Bayrou n’est plus infréquentable

Et surtout certains centristes, issus de l’UDF, qui avaient suivi Nicolas Sarkozy mais ont eu, au fil du temps, du mal à trouver leur place dans la majorité, ont opéré un rapprochement avec François Bayrou depuis l’été. Parmi eux, Jean Arthuis, Alain Lambert, Bernard Bosson, Anne-Marie Idrac. Un « villepiniste », un temps porte-parole de République solidaire, a fait le même chemin : Daniel Garrigue.

François Bayrou n’est donc plus infréquentable. Lui qui s’était mis au ban de la majorité en refusant d’appeler à voter Nicolas Sarkozy au second tour de la présidentielle de 2007, avait payé chèrement sa stratégie du ni droite-ni gauche, de l’indépendance, du refus des clivages partisans en se retrouvant isolé sur l’échiquier politique, sans alliés et presque sans troupes. Les élus de l’UDF qui l’avaient soutenu durant la campagne de 2007 ayant en effet décidé d’aller créer le Nouveau centre et de gouverner avec l’UMP.

Les centristes hésitent : Sarkozy ou Bayrou ?

Mais là aussi, la coupure qui semblait être définitive il y a cinq ans, n’est plus aussi franche. Certains, au Nouveau centre commencent à s’interroger sur le candidat qu’ils vont soutenir au premier tour de la présidentielle. Hervé Morin s’est lancé dans la bataille mais ne fait pas l’unanimité dans son parti. Il ne décolle pas dans les sondages et n’atteint même pas 1% des intentions de vote. Du coup, l’option Bayrou vient concurrencer l’option Sarkozy au sein des militants qui tiennent à faire entendre la voix centriste même s’ils adhèrent à l’idée d’une alliance de gouvernement avec l’UMP et donc du soutien à Nicolas Sarkozy au second tour. Jean-Christophe Lagarde, le numéro 2 du Nouveau centre, a déclaré récemment qu’il considérait que François Bayrou était « toujours de la famille ». Quant à Hervé Morin, qui critique pourtant avec virulence le président du Mouvement démocrate et revendique de faire partie de la majorité, il concède que dans l’hypothèse d’un duel entre Nicolas Sarkozy et François Bayrou au second tour, son choix ne « serait pas automatique » et qu’il regarderait « le contenu des programmes ».

L’influence des sondages

Même à gauche, les lignes ne sont plus si claires.
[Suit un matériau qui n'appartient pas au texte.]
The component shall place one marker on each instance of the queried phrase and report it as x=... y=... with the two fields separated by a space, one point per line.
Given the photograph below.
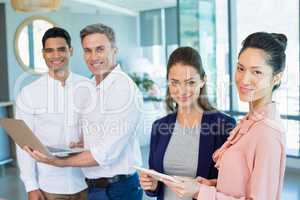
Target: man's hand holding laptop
x=40 y=157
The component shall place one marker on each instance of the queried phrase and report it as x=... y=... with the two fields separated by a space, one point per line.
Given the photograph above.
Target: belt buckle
x=102 y=183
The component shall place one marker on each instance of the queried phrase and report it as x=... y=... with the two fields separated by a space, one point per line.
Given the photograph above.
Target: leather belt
x=104 y=182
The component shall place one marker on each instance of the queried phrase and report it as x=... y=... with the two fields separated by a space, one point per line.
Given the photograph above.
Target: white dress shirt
x=109 y=125
x=48 y=109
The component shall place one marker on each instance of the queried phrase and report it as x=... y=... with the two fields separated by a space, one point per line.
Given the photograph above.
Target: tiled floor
x=11 y=188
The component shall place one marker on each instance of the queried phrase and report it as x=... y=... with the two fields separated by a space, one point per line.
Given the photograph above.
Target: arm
x=27 y=165
x=266 y=177
x=153 y=145
x=222 y=134
x=117 y=126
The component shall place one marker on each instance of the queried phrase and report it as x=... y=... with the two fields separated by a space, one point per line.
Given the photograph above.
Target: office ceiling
x=113 y=7
x=139 y=5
François Hollande a laissé la porte ouverte à un rapprochement en déclarant lors de son investiture : « Si François Bayrou fait un choix -nous verrons lequel- au second tour, eh bien il sera dans la majorité présidentielle qui sera constituée autour du vainqueur du second tour, s’il a appelé à voter pour le bon candidat, sous-entendu celui que je pourrais représenter ». La candidate écologiste, Eva Joly, a quant à elle fait sensation en avançant lors de ses vœux, une proposition inattendue : un accord de désistement entre elle-même, François Hollande, Jean-Luc Mélenchon et François Bayrou, au nom de la volonté de déloger Nicolas Sarkozy de l’Elysée. Une proposition rejetée par François Bayrou mais qui montre qu’il n’est plus totalement persona non grata à gauche. D’ailleurs dans son entourage, on convient que pour le moment ce sont plutôt des personnalités de droite qui ont manifesté publiquement leur soutien au candidat centriste, mais on suggère que de nouveaux soutiens pourraient venir plus tard de l’autre côté de l’échiquier politique.

Rien n’est acquis, rien n’est exclu, Hervé Morin, ancien proche de François Bayrou, aujourd’hui son adversaire pour la présidentielle, estime qu’en matière de ralliements il faut être pragmatique. Leur nombre dépendra, dit-il, « du score de Bayrou dans les sondages ». Autrement dit, plus il montera, plus il aura d’amis.